Dettes Covid : les « bons plans » pour les rembourser - Le Point Vétérinaire.fr

Dettes Covid : les « bons plans » pour les rembourser

Jacques Nadel | 16.04.2021 à 11:00:00 |
© MarioGuti-Istock

La durée et le contenu des plans d’apurement pouvant être consentis aux employeurs et aux travailleurs indépendants par les Urssaf sont désormais connus. Explications.

En effet, les plans d’apurement des dettes et le cas échéant, les remises de cotisation prévus par la troisième loi de finances rectificative pour 2020 et la loi de financement de la sécurité sociale pour 2021 étaient en attente d’un décret… paru au Journal Officiel du 26 mars. On s’en souvient, en raison des impacts sur les entreprises de l’épidémie de Covid-19, des échéanciers de paiement spécifiques avec remise automatique des majorations et pénalités de retard et, dans certains cas, remise partielle des dettes, pourraient être mis en place pour les cotisations et contributions sociales.

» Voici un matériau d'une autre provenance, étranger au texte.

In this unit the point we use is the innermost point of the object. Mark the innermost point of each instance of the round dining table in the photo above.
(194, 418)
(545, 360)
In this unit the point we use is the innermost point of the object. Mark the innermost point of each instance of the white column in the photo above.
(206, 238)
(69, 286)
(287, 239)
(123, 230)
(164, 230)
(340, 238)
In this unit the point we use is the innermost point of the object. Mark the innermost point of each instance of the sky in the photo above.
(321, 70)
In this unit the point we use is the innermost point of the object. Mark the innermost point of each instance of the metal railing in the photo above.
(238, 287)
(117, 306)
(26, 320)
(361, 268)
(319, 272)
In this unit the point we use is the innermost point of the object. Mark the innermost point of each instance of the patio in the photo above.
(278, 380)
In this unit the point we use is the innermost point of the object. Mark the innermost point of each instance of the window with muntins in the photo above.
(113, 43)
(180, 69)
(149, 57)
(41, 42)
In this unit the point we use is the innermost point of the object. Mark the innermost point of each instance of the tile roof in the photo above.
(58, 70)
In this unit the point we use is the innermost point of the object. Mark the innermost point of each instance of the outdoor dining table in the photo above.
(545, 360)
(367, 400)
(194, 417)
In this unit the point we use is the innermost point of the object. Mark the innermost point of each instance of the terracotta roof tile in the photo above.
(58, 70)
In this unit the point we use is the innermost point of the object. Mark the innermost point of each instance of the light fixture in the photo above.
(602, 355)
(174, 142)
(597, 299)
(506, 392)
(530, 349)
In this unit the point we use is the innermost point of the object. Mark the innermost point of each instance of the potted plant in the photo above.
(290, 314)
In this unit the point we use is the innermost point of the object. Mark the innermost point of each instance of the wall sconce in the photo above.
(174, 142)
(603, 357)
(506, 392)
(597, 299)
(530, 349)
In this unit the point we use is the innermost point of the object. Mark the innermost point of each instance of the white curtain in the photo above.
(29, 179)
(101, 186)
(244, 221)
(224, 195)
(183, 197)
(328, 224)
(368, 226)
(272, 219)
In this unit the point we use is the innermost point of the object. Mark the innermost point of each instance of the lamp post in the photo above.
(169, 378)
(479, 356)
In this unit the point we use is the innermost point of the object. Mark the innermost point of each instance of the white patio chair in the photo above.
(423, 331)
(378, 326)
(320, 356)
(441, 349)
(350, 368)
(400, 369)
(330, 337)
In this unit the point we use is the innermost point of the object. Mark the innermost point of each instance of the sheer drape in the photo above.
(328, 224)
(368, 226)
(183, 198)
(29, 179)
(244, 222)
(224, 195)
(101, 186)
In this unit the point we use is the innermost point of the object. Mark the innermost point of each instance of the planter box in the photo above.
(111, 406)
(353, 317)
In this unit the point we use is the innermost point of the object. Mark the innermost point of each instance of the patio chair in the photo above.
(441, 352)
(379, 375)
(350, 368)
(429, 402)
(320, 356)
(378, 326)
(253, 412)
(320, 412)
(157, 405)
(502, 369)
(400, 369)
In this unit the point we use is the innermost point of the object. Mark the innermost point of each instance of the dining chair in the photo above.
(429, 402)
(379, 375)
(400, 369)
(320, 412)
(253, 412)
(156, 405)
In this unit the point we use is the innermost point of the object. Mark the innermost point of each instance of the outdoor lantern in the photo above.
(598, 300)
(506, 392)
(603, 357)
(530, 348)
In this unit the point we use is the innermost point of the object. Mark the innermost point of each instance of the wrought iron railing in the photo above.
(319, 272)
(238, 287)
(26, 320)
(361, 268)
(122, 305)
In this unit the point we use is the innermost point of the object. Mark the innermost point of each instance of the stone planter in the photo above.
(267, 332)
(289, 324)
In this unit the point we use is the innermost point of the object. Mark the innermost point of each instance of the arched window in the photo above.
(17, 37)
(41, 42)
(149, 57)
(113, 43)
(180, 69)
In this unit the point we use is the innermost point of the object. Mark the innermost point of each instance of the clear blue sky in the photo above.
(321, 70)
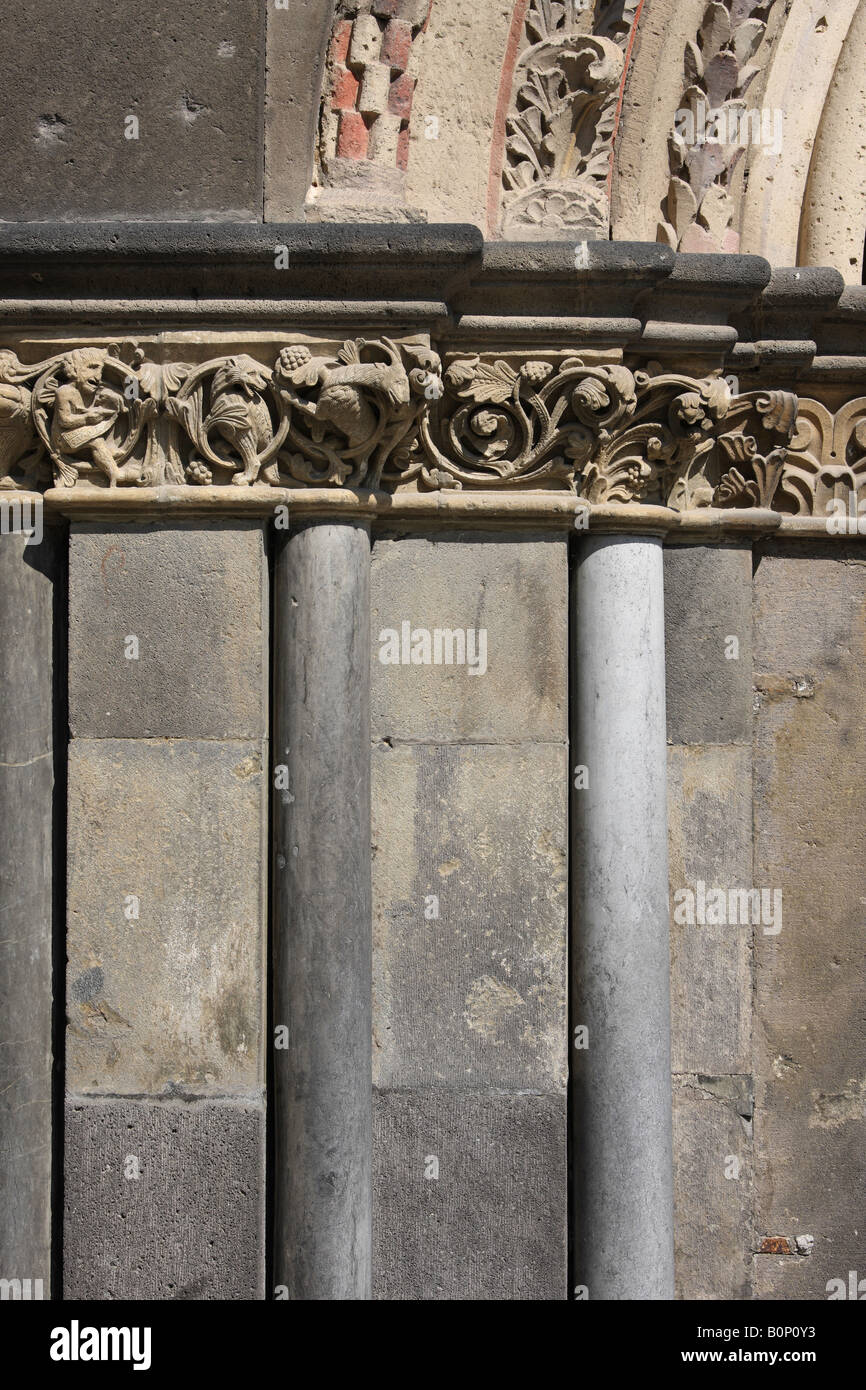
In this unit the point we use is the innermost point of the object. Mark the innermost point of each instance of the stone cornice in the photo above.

Le décret précise que ces plans pourront porter tant sur la « dette Covid » de 2020 que sur celle de 2021. La durée du plan ne pourra pas excéder 3 ans. Pour 2021, en l’état actuel des textes, les plans d’apurement spécifiques peuvent concerner les dettes de cotisations constituées du 1er janvier au 31 juillet 2021 (la fin de l’état d’urgence sanitaire étant actuellement prévue pour le 1er juin 2021). Sous certaines conditions, les créances antérieures au 15 mars 2020 pour lesquelles un titre exécutoire a été émis peuvent faire l’objet d’un plan distinct. 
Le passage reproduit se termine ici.